Jesse had been across the room on the phone. He returned, his expression grim. “They’re not A.F.O.S.I. Mason Hunter just checked with a friend of his who’s been working this case for the Air Force.” Hunter was a fellow Cooper Security operative who had once been an Air Force major. “Nobody there has heard anything about finding Annie Harlowe.”
Wade grimaced. “Until now.”
Jesse shook his head. “Mason was discreet. Treated it like a routine touching-base thing.”
“So like I said,” Megan said, “we need a distraction.”
“I can get security to take them off for questioning,” Aaron suggested.
“They’ll flash badges and tell security to stand down,” Jesse disagreed.
“Or say to hell with the charade and start shooting,” Wade countered.
“If they’re not A.F.O.S.I., who are they?” Megan asked.
“Do you really have to ask?” Aaron growled.
“S.S.U.” Wade grimaced.
“We have to assume it’s them,” Jesse agreed.
Wade wished he could believe otherwise, but bitter experience told him there were few other possibilities. The collapse of MacLear Security, once one of the top private security contractors in the world, should have been the end of the company’s Special Services Unit—the S.S.U. It had been the illegal actions of that secret army of ruthless, corrupt mercenaries that had brought down the once well-respected, legitimate security company.
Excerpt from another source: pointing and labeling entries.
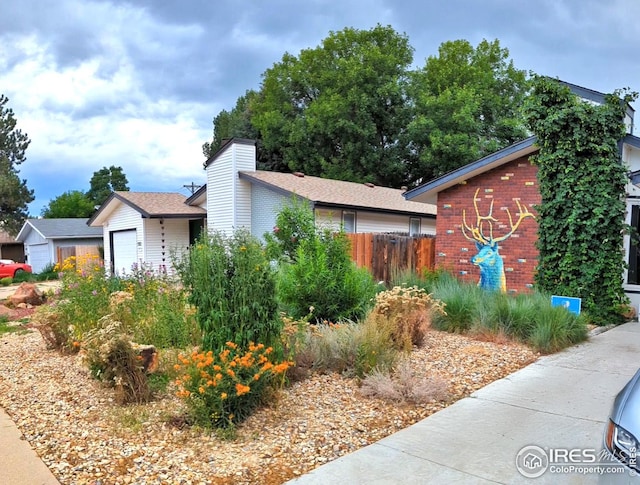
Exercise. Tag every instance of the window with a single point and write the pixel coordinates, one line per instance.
(349, 221)
(414, 226)
(633, 277)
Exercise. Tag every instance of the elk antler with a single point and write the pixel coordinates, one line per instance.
(477, 233)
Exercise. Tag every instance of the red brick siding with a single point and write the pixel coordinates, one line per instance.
(504, 185)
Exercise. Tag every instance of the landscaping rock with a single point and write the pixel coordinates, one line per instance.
(27, 293)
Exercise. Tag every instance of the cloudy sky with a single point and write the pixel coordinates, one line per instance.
(137, 83)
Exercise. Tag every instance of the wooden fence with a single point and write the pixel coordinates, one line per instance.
(386, 254)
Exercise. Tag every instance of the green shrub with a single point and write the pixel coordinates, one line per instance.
(462, 301)
(223, 389)
(324, 277)
(294, 223)
(555, 328)
(232, 286)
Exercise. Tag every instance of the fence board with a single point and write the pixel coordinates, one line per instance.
(386, 254)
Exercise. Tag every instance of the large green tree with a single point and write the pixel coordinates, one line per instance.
(14, 193)
(467, 104)
(105, 181)
(73, 203)
(339, 109)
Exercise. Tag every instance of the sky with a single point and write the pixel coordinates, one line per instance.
(137, 83)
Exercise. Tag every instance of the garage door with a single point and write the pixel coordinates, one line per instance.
(124, 251)
(38, 256)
But some of the S.S.U. had avoided indictments and joined forces as a band of guns for hire. Cooper Security had come across the S.S.U. several times in recent months, each encounter more alarming than the last. Left to their own devices, without the need to maintain an air of legitimacy, the S.S.U. agents had become bolder and more ruthless than ever.
“We’re certain the S.S.U. was involved in the abduction of the Harlowes, aren’t we?” Megan asked.
“As sure as we can be without hard evidence,” Jesse agreed.
“They were trained by former feds at MacLear,” Megan said, “so they certainly would know how to pass themselves off as federal agents.”
Meanwhile, Wade thought, the clock was ticking. He had to get Annie Harlowe out of that hospital room without those two men in suits catching him. But what would coax them away from the door?
He pulled out his cell phone and dialed the last number, Annie’s hospital room. She answered on the second ring, her voice cautious.
“Braddock and Hartman are standing right outside your room,” Wade told her. “We need them to go somewhere else for a while. Here’s what I want you to do.” He outlined a plan he hoped would work.
She was silent a moment, then said, “Okay. Let’s do it.”
Wade hung up the phone and turned to his sister, who gazed up at him with a grin. “I’ll go find some scrubs,” she said.
* * *
T HE MINUTE SHE ’ D HUNG UP the phone with Wade Cooper, Annie began to second-guess herself. What made her think the stranger who’d found her in the woods was any less dangerous than the two men who’d just left her hospital room? He had secretive eyes, and unlike the man who’d just flashed his badge at her, Wade hadn’t shown her anything but a slightly rumpled business card. Anyone could print up business cards.
She looked down at the card: Cooper Security. The name sounded familiar. Something to do with a recently indicted former State Department official named Barton Reid. Someone at Cooper Security had been involved with gathering evidence against him, right?